SMBD process goes 100% and copy speed collapse, ARC request demand metadata issue ?

Nicolas_Studiokgb

Contributor
Joined
Aug 7, 2020
Messages
130
Hello
I'm following up with my test setup for TrueNAS 13 U4

Server :
Super Micro X10DRH-CLN4 with LSI 3008 IT mode SAS12gb adapter
Dual E5-2620 V4
Ram 256GB
System on mirrored sata SSD (mirrored pool in true nas)
Storage : 12 x 18TB Ultrastar SAS12gb 7200rpm HDD
Testing Pool Stripe of 12 hdd (I wanted the fastest pool to test performance. I'll go Raid-Z in a second time) Record block 128k (default ?)
Network 10Gb ethernet
SMB Apple SMB2 3 Extension Enabled

Client :
Macmini i7 6cores
Ram 64gb
10Gb Ethernet
OS Monterey 12.6.3
Client Server direct 10Gb Ethernet connection MTU default 1500

SMB 3.1.1 negociated
strict sync = no

I have a big issue copying large folders of files (180GB for 8300 items 99% sound files .wav )
Normally this copy goes in around 8 minutes but for unknown reason it randomly take around 27 minutes to complete

The copy start normally and after approx 100GB
then speed collapse to around 100mbs
and SMBD processes goes 100% on random CPU cores for 20 minutes before everything goes back to normal and it finishes the copy.
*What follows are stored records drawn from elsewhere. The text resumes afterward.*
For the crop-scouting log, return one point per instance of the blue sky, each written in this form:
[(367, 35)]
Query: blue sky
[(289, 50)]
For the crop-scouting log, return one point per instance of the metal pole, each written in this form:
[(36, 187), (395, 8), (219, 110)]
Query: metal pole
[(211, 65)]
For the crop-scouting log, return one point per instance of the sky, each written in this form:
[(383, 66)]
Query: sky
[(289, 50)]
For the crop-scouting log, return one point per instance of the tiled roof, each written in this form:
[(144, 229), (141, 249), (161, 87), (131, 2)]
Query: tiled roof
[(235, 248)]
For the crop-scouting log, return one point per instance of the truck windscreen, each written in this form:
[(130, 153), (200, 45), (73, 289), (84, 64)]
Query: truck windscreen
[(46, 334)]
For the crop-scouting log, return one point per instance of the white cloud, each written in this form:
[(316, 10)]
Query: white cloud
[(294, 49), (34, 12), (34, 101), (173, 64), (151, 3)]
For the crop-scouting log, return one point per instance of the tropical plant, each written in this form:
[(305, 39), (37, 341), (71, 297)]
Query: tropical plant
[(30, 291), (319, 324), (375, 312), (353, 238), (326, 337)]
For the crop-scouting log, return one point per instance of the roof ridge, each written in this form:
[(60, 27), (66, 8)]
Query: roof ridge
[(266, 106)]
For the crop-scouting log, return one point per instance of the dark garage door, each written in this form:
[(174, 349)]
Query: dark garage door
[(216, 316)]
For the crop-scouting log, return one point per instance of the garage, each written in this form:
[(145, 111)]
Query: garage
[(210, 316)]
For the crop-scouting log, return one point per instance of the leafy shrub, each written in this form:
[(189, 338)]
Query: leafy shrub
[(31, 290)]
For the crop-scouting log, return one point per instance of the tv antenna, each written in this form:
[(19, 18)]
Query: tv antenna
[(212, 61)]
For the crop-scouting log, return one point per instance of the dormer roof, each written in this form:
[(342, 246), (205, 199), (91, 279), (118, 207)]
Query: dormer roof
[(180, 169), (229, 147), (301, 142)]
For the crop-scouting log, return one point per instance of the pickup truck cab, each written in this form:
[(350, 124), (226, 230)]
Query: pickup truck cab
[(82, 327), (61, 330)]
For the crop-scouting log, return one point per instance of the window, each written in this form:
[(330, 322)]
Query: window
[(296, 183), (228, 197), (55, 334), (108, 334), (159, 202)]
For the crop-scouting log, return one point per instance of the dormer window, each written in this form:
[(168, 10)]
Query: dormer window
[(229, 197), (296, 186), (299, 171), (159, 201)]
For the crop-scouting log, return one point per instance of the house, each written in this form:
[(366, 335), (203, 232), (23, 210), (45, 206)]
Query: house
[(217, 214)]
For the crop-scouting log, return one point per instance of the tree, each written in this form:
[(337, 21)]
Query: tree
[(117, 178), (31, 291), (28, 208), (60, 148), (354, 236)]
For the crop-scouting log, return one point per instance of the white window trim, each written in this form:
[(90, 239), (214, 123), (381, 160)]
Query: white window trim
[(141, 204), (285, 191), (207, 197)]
The server goes ventilating accordingly. ARC request demand seems overbooked but why ? Disks are mostly idle.

It's a simple Mac Os finder copy (drag n drop from one window to the other). I do nothing on the server, I do nothing on the mac.
I'm really concern about this one as it's a random issue that does not appear each time I copy the same set of files. (it appears 1out of 5 I would say)

here's the screenshot.

Capture d’écran 2023-03-15 200745.png
Capture d’écran 2023-03-15 200821.png
Capture d’écran 2023-03-15 201628.png


Capture d’écran 2023-03-15 200845.png
Capture d’écran 2023-03-15 200926.png

Capture d’écran 2023-03-15 203001.png


Capture d’écran 2023-03-15 203211.png


Capture d’écran 2023-03-15 203133.png


Capture d’écran 2023-03-15 203243.png


Capture d’écran 2023-03-15 203401.png

Capture d’écran 2023-03-15 203422.png


Capture d’écran 2023-03-15 203438.png


Thanks
Nicolas
 

Nicolas_Studiokgb

Contributor
Joined
Aug 7, 2020
Messages
130
Any idea ?
Is that the same issue ?

Any solution for Mac os Finder ?

That is a very common scenario for our users to move such folders and we never had this kind of issue on our actual Windows server / Acronis File connect (ExtremeZ-ip) in also in SMB.
 

Nicolas_Studiokgb

Contributor
Joined
Aug 7, 2020
Messages
130
Hello
Another bunch of test today and it's not getting better. I begin to assume we have a bug here... Any idea ?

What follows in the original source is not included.